Showing posts with label 15 digit and 18 digit id. Show all posts
Showing posts with label 15 digit and 18 digit id. Show all posts

Tuesday, 29 September 2015

Difference between 15 digit and 18 digit ID in Salesforce

  • 15 digit case-sensitive version 
  • 15 digit ID is referenced in the UI
  • 18 digit case-insensitive 
  • 18 digit id is referenced through in the API
  • Why do we need 18 digit IDs, because many Legacy system [ex: excel sheets] work with Case insensitive IDs
  • The id displayed by a report is the 15-digit case-sensitive id. The ids returned by web services api are 18-digit id. For updates web service accept both the 15-digit and 18-digit ids.

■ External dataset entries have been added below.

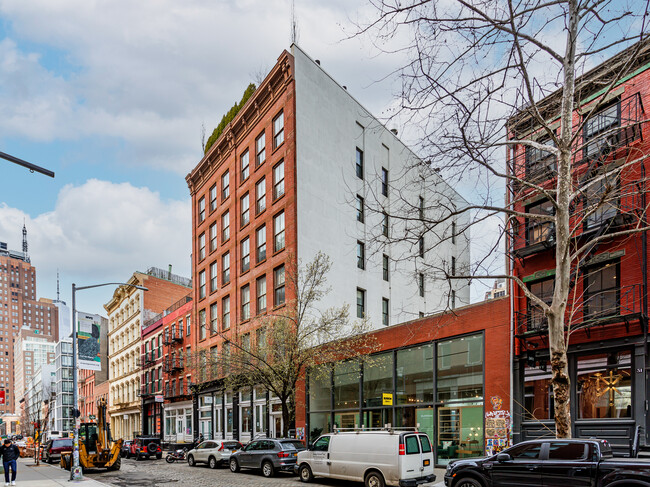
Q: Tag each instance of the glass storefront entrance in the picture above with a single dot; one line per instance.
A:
(436, 387)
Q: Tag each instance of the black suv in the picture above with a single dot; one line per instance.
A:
(145, 447)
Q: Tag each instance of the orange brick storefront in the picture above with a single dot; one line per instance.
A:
(448, 374)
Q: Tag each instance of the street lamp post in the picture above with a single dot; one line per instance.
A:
(75, 470)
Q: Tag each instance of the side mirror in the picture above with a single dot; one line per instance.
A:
(503, 457)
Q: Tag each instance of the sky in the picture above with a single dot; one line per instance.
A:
(112, 95)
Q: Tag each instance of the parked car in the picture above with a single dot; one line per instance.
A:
(126, 448)
(213, 452)
(53, 448)
(377, 458)
(574, 463)
(145, 447)
(268, 454)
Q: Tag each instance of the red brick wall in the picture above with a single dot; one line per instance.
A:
(490, 317)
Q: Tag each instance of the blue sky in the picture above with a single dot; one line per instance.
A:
(111, 96)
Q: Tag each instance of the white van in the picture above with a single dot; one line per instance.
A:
(376, 457)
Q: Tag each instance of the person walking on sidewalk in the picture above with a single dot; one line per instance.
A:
(10, 454)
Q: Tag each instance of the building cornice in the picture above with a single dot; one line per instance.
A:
(248, 117)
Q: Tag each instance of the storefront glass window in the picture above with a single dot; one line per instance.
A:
(605, 385)
(320, 388)
(414, 380)
(460, 388)
(377, 379)
(319, 423)
(346, 385)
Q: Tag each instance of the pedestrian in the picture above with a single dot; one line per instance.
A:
(10, 454)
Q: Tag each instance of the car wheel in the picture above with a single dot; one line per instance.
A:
(468, 482)
(374, 479)
(305, 474)
(267, 469)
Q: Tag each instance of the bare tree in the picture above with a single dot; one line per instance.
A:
(290, 340)
(507, 102)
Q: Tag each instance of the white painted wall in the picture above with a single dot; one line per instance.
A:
(330, 125)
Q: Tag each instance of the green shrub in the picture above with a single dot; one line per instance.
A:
(229, 117)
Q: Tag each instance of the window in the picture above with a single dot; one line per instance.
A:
(246, 302)
(213, 197)
(214, 319)
(225, 313)
(540, 163)
(202, 246)
(225, 268)
(361, 255)
(201, 209)
(260, 289)
(538, 231)
(602, 202)
(359, 163)
(213, 237)
(202, 324)
(360, 209)
(201, 284)
(225, 226)
(536, 319)
(385, 311)
(225, 185)
(278, 232)
(260, 196)
(604, 383)
(260, 243)
(213, 276)
(361, 303)
(245, 210)
(260, 149)
(278, 180)
(245, 166)
(599, 134)
(278, 130)
(278, 286)
(601, 291)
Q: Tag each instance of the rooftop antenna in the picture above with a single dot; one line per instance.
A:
(294, 23)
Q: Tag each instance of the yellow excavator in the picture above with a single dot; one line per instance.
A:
(96, 447)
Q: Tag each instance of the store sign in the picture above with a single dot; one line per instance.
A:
(88, 338)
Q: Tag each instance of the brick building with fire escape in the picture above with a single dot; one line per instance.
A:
(607, 315)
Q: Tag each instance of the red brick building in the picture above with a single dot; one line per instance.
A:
(178, 358)
(607, 313)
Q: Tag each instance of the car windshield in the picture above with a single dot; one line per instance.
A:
(293, 445)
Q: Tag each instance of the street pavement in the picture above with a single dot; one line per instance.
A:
(158, 473)
(44, 475)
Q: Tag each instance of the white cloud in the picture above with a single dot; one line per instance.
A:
(102, 231)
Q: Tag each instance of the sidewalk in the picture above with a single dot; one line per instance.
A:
(29, 475)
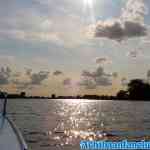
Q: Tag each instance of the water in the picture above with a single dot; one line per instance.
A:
(61, 124)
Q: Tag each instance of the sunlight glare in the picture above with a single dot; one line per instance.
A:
(88, 2)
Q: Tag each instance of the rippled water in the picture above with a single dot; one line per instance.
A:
(61, 124)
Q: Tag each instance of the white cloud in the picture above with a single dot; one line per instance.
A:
(129, 25)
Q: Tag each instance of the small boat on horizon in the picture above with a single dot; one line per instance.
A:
(10, 136)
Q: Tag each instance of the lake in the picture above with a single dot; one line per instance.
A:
(61, 124)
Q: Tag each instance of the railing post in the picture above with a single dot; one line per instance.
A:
(5, 104)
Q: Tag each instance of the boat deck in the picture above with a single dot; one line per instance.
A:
(8, 136)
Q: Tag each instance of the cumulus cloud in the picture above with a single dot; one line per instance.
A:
(90, 80)
(129, 25)
(38, 78)
(102, 60)
(57, 73)
(67, 82)
(134, 53)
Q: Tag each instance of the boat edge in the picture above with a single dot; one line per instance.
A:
(18, 134)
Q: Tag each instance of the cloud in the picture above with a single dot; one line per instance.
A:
(116, 30)
(102, 60)
(57, 72)
(31, 79)
(91, 80)
(134, 53)
(38, 78)
(129, 25)
(5, 74)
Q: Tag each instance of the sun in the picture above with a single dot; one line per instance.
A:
(88, 2)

BreakDown of 15 Characters - 

As there is a combination of lower and upper case letters the casing of the 15 character Id has significance. E.g. 50130000000014c is a different ID from 50130000000014C.
Within a 15 character Id the breakdown is:
  • First 3 characters - The first 3 characters are the key prefix that identify the object type. There are some exceptions to this where multiple objects all share the same key prefix! 
  • There are a number of fixed key prefixes that are common across all of Salesforce .  Custom objects in managed packages can have a different keyprefix in each installed org.(Cross check once)
  • The 4th and 5th characters - Reserved. Currently used for the instance id / POD Identifier. Indicates which pod/instance the record was created on.
  • 6th character - Reserved. Will be 0 until such time that Salesforce has a need for it. See more
  • Remaining 9 characters - basically a really big number. Like 62^9 big.
To this you can add an optional 3 character suffix that will make the Id unique case-insensitive.
 This is useful when working with programs that can't maintain the case of the ID (E.g. Excel VLookup).